A network component of Garrett Metal Detectors contains a number of security vulnerabilities that could allow remote attackers to bypass authentication requirements, tamper with metal detector configurations, and even execute arbitrary code.

In a disclosure published last week, Cisco Talos said an attacker could use this module to remotely monitor a metal detector’s statistics, such as whether the alarm was triggered or how many visitors passed through. “They could also modify device configurations, such as changing the sensitivity level, potentially posing a security risk to users of these metal detectors.”

Matt Wiseman, a security researcher at Talos, was credited with discovering and reporting these vulnerabilities on August 17, 2021. A patch was released by the vendor on December 13, 2021.

  • The Garrett iC module, which allows metal detectors like the Garrett PD 6500i and Garrett MZ 6100 to communicate with a computer over the network, wired or wireless, contains these defects.

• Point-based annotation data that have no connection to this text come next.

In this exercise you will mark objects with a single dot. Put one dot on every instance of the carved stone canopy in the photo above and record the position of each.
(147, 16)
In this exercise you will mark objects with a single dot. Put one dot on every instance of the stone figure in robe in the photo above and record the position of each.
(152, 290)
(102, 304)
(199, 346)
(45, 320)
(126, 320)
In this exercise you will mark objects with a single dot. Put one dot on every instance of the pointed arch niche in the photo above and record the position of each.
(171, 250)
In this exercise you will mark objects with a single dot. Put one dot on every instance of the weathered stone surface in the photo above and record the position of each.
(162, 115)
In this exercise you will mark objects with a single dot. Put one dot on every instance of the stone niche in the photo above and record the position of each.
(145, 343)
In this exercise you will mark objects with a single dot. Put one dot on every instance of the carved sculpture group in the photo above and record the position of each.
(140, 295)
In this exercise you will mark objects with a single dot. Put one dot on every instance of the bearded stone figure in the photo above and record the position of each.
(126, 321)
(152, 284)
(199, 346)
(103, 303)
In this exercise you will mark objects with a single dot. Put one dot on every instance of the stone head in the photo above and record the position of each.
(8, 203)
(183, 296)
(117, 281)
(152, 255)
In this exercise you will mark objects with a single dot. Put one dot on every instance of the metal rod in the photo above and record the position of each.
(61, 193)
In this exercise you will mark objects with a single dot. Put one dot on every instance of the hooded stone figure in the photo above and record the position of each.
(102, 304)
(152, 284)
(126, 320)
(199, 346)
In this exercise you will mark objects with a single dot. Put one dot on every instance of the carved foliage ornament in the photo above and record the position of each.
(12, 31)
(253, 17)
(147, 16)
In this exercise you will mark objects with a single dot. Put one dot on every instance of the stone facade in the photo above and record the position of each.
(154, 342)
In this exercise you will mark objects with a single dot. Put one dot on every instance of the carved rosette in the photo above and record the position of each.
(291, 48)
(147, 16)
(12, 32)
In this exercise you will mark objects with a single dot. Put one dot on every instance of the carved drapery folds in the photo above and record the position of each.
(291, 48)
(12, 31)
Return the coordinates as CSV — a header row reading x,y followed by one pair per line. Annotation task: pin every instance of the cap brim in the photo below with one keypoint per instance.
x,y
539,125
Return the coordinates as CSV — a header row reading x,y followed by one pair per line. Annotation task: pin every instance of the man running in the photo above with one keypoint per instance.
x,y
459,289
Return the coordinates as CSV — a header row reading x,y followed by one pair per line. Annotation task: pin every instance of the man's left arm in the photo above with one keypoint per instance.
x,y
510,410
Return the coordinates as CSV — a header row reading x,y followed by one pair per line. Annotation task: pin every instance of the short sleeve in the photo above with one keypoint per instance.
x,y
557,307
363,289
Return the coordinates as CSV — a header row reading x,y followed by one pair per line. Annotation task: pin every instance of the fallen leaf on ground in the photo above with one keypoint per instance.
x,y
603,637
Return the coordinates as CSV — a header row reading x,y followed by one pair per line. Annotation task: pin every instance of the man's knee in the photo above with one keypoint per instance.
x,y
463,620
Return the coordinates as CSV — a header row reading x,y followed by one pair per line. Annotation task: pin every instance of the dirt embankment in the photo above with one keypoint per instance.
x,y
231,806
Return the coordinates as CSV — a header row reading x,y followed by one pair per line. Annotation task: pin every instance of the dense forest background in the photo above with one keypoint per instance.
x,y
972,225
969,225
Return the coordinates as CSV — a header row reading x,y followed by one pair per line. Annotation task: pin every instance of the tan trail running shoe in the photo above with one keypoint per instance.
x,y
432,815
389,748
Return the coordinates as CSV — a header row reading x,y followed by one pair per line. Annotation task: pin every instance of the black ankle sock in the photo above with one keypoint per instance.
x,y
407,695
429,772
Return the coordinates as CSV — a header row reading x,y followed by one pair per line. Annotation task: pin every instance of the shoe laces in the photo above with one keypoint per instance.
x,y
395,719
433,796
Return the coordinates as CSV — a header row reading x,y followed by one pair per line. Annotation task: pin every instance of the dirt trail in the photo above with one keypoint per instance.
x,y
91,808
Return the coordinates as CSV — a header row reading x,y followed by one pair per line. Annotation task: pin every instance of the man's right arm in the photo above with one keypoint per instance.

Customers can control and monitor their devices in real time from a remote location.
  • Below is a list of security vulnerabilities –
  • CVE-2021-21901 (CVSS score: 9.8), CVE-2021-21903 (CVSS score: 9.8), CVE-2021-21905 and CVE-2021-21906 (CVSS scores: 8.2) – Vulnerabilities of Stack-based buffer overflow that can be triggered by sending malicious packets to the device
  • Authentication bypass vulnerability resulting from a race condition that can be triggered by sending a sequence of requests (CVE-2021-21902) (CVSS: 7.5)
  • CVE-2021-21904 (CVSS score: 9.1), CVE-2021-21907 (CVSS score: 4.9), CVE-2021-21908 and CVE-2021-21909 (CVSS scores: 6.5) – Vulnerabilities of directory traversal which could be exploited by sending special commands

Successful exploitation of the aforementioned bugs in iC Module CMA version 5.0 could allow an attacker to hijack an authenticated user’s session, read, write, or delete arbitrary files on the device, and worse, execute code remotely.

Users are strongly advised to update to the latest firmware version as soon as possible due to the severity of the security vulnerabilities.